I welcome other people's inputs on this. I have put considerable time and effort into the previously mentioned energy calculations. I actually prefer the classical picture, but it is important, especially when working with photodiodes (in the IR and visible) to have consistent photon models as well.

16. Aug 2, 2018

### jartsa

If we pretend that every hydrogen atom sends a tiny classical radio-wave at random times, then if 10 of those identical waves hit a radio-telescope at the same time and in-phase, the absorbed energy is only ten times one waves energy, right?

17. Aug 2, 2018

Yes. $\\$ Edit: Classically, one can work with sources that have larger amplitudes such as 10 r-f antennas, each (by themselves) radiating equal powers in a spherically symmetric pattern. By proper array design, there may be locations (solid angles) where the signals (sinusoidal electric fields) are all in phase with each other, so that the energy density\power per unit solid angle is 100x higher than that of a single source. In any case the total power radiated over the $4 \pi$ steradians remains 10x that of a single radiator, and that means there are necessarily solid angles where some destructive interference/cancellation occurs in the signals. The energy and number of photons is conserved, but by adjusting the geometry/relative position of the sources, the available energy/number of photons can be steered into specific directions rather than getting a spherically symmetric pattern.

Last edited: Aug 2, 2018
18. Aug 3, 2018

### sophiecentaur

furthermore, you cannot talk in terms of different photons hitting different parts of the receiving dish. The energy in each photon is spread all over the dish (all of space, actually) and the wave interferes with itself to produce a probability density of where it will be detected) After enough photons have arrived, there will be a peak in received signal power at the feed from a source on the boresight .
I have skimmed through this thread an I haven't yet found the term "bandwidth". However you choose to model the source, it will have a bandwidth and the spectrum of the resulting wave that arrives at your telescope will have a peak and a gaussian distribution about that peak. At one-photon-at-a time rate, the same spectral shape would build up. If you want to discuss photons that are created by stimulated emission, the situation is different because the coherence is greater.
There is a problem with trying to think of this as a wave and a particle phenomenon at the same time. For instance, what would be the pulse shape of this burst of waves that you want each photon to consist of? If they are all identical in nature then that would imply that the little pulsed oscillators that generate them must have identical 'circuit characteristics'. That's nonsensical and it's been discussed endlessly in threads about ' how big is a photon?', how long does a photon last for'? or 'what is the length of a photon?".
A classical model with a set of random pulsed oscillators is OK and the result will give you a centre frequency that's noise modulated. But it's too far to go to involve photons.

19. Aug 3, 2018

### jartsa

Well, can't we tell that same story, with some small modifications, about ten photons emitted by ten hydrogen atoms?

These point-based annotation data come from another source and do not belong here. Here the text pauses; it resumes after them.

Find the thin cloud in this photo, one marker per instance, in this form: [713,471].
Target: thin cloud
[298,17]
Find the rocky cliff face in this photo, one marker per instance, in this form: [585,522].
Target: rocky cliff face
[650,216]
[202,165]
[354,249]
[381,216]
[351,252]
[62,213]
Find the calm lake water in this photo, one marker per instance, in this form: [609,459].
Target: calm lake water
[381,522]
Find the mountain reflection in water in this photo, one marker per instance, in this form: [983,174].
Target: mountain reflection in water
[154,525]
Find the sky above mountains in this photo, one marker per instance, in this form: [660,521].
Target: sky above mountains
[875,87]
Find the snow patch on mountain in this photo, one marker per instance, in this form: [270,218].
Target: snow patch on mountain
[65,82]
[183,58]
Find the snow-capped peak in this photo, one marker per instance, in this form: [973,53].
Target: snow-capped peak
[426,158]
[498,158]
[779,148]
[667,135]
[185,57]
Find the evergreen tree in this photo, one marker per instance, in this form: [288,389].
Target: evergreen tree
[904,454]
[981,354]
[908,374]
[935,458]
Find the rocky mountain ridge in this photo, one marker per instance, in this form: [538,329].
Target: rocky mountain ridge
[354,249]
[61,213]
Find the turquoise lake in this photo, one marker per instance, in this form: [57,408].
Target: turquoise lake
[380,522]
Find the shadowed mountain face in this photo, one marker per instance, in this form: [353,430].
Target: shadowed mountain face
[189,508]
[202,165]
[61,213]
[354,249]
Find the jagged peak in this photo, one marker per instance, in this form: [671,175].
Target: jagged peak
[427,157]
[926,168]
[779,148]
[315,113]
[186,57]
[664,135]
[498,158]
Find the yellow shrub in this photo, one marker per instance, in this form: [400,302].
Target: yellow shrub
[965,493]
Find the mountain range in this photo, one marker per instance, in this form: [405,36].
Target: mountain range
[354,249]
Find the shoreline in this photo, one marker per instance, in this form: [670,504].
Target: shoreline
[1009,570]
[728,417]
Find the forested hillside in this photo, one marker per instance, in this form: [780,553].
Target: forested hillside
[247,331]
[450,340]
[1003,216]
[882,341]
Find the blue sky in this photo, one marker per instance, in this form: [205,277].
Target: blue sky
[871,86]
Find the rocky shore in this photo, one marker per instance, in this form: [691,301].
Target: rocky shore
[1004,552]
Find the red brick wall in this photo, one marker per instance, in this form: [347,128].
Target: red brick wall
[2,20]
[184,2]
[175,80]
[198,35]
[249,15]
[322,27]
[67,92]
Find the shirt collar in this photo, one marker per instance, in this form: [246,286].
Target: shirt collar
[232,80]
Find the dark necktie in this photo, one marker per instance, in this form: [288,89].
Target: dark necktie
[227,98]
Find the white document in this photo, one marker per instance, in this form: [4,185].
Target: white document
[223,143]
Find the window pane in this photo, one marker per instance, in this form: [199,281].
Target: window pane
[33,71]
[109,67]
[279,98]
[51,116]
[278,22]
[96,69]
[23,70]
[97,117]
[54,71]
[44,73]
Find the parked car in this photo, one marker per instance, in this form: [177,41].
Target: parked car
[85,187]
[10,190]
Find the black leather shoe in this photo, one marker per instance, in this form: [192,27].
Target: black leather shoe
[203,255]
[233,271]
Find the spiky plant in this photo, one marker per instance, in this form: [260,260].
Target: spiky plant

By the way, I meant to show that the same 'problem' exists with classical radio-waves too. (It's an interesting problem)

Last edited: Aug 3, 2018
20. Aug 3, 2018

### sophiecentaur

Each photon will have its own probability function if it's spontaneous emission (omnidirectional pattern). If there's stimulated emission then the radiation pattern / probability function will have a maximum in the direction of the progressive phase of the atoms.